Imagine claiming a rich tract only to discover that the nearest path to the river ran across another claimant’s field. Today, trespassing would likely result in a lawsuit, or worse. In the 1770s, however, it was far less of a concern. Boundaries were porous, and so long as one respected fences and crops, the right to roam: to fish, forage, and ferry through another’s land was assumed. The frontier was not yet private in the modern sense; it was a shared geography of use and occupation. 

The old English “right of common” allowed neighbors to graze livestock, pannage which meant to let pigs forage freely, gather wood, fish from any pond or stream, or forage for wild plants and minerals freely on so-called “waste” or unfenced land. And on the American frontier, almost everything was unfenced. With people claiming up to 400 acres at a time, most of the countryside remained open to shared use. Even if a tract was recognized as yours, it wasn’t truly private unless it was fenced or under crop. Your neighbors’ cattle might graze your meadow so long as they kept clear of your cornfield. Your children could gather wild crabapples from the neighbors, but not apples from their cultivated orchard. On the frontier, that understanding persisted, land was shared until improvement made it exclusive.

This older world of shared use did not collapse all at once. It was fenced away. Industrial expansion, railroad timbering, emerging capitalist property norms, and the rise of conservation laws slowly converted the commons into property. After the Civil War, a booming market for plant-based medicines sent harvesters deep into forests, ripping out ginseng and goldenseal by the ton. Plants that Native communities had gathered sustainably for generations were nearly wiped out within decades. What had once been a communal right became, almost imperceptibly, a regulated privilege, or a crime.

Conclusion

A National Park would have baffled the Founding Fathers. To them, land meant labor: clearing trees, turning soil, fencing fields. Wilderness was not a treasure but a failure—an absence of improvement. Belonging was measured in how much you transformed the earth. That older world feels distant, yet its logic still echoes.
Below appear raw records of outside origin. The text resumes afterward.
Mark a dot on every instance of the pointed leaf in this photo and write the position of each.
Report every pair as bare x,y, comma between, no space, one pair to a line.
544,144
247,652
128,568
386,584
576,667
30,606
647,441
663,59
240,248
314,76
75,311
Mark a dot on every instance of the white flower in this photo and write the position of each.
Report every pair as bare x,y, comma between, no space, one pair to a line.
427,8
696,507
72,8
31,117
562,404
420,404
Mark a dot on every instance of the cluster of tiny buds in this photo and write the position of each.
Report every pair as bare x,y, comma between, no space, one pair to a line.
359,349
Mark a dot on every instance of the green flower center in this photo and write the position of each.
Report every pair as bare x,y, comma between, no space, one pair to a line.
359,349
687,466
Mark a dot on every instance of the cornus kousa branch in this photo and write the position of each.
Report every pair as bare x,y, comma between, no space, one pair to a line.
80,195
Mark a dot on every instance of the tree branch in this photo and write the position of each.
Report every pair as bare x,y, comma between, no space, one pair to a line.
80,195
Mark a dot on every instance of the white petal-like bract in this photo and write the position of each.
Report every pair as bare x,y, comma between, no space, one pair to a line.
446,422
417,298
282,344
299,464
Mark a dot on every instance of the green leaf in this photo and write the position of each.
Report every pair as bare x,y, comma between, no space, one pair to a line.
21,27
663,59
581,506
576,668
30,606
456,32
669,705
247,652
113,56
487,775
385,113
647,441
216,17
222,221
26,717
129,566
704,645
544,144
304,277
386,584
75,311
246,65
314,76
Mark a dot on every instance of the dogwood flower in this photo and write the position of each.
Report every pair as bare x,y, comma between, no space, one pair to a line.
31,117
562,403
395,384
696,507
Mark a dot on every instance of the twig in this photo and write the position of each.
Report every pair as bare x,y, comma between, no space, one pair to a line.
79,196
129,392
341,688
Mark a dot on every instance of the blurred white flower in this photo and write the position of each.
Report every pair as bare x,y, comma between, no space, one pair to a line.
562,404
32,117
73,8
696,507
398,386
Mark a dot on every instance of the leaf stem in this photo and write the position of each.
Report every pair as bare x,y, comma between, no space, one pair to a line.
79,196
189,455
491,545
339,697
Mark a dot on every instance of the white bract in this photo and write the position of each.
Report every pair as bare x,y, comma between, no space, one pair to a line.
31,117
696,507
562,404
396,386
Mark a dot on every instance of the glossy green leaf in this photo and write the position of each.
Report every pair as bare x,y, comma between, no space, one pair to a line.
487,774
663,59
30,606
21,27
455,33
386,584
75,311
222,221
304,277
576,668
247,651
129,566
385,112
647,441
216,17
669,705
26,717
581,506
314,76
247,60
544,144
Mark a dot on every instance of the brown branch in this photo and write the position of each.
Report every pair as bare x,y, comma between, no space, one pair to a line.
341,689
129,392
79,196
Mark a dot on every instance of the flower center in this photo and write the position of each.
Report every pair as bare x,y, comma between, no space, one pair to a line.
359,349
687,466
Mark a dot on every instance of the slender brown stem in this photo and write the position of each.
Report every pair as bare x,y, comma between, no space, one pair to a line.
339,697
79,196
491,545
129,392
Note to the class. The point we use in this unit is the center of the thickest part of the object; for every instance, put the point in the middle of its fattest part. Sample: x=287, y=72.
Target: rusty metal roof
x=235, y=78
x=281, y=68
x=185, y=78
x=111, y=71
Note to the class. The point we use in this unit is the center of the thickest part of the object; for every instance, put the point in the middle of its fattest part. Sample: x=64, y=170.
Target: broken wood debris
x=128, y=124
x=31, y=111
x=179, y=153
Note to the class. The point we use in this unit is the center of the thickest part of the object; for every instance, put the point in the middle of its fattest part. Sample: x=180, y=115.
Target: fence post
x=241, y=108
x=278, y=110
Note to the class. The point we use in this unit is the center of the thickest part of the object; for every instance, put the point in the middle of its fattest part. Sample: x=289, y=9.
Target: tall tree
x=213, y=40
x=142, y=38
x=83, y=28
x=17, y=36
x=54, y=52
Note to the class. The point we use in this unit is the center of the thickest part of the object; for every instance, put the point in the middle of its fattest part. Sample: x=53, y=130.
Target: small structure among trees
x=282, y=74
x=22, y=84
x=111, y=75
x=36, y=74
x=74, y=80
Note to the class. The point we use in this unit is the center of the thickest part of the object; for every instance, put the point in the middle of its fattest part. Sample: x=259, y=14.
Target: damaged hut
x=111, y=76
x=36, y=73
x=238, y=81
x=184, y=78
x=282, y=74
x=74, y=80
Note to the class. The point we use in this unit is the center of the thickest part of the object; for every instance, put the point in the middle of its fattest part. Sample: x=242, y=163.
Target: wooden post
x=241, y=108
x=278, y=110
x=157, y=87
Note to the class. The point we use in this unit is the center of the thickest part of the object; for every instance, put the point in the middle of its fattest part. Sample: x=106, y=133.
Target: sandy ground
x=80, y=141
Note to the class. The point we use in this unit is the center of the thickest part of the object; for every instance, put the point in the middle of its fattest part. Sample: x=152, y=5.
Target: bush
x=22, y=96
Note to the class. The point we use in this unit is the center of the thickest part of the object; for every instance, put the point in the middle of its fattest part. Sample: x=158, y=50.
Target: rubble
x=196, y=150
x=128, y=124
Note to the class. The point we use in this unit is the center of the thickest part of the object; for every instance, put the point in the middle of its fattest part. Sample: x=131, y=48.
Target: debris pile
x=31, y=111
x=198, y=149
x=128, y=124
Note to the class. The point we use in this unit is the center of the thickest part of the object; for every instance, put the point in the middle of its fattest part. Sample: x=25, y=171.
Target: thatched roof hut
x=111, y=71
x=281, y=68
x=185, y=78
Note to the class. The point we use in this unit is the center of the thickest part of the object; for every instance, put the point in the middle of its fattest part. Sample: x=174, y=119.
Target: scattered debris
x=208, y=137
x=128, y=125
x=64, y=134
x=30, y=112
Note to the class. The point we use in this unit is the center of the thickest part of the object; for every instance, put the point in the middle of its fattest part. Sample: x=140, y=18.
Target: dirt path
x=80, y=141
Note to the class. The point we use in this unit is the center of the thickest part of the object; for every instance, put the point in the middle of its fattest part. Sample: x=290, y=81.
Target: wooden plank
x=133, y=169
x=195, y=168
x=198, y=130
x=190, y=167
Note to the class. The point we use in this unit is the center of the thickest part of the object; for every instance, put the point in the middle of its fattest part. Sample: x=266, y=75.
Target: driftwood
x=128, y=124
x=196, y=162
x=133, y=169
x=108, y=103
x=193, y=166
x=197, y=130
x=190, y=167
The frontier taught Americans to see land as something to seize, carve, and prove. The idea that a field or forest might be kept untouched for its own sake—that its value lay not in possession but in restraint—required a different kind of revolution. You can still see the old instinct today in the manicured acres of open lawn, shaved clean of a single tree, as if emptiness itself were a sign of order.

Only after centuries of extraction, enclosure, and speculation did Americans reach for a new ideal: land held in common trust. Even then, it remained contested, fragile, and easily undone. That is why Great Meadows, once a site of dispute and improvement, now stands as protected ground. The landscape where a young colony faced off against a world power, squatters built cabins, and Washington measured his claims has become a place we preserve precisely because it now stands as protected ground; not privately owned, not for sale, held in trust rather than possessed. It is a reminder that the meaning of land in America has always been argued, constantly shifting; shaped as much by imagination as by law.

Notes & Citations

[1] See Joyce Chaplin, An Anxious Pursuit: Agricultural Innovation and Modernity in the Lower South, 1730–1815(Chapel Hill: UNC Press, 1993), James Tully, A Discourse on Property: John Locke and His Adversaries (Cambridge: Cambridge University Press, 1980), and John Brewer and Roy Porter, eds., Consumption and the World of Goods(Routledge, 1993)

[2] “M3301004 Manuscript,” Colonial Williamsburg Foundation, Rockefeller Library, Williamsburg, Virginia, accessed October 7, 2025, https://research.colonialwilliamsburg.org/DigitalLibrary/view/index.cfm?doc=Manuscripts/M3301004.xml&highlight=Brick and Baynton, Wharton & Morgan Papers, Roll 2238, frame 880, Pennsylvania State Archives (Harrisburg).

[3] Robert Walter Weir, Foraging, Smithsonian American Art Museum, Gift of the Reverend Dewolf Perry, accession number 1975.54.1.  

[4] Amelia Clewley Ford. Colonial precedents of our national land system as it existed in 1800. University of Wisconsin, 1910. 129.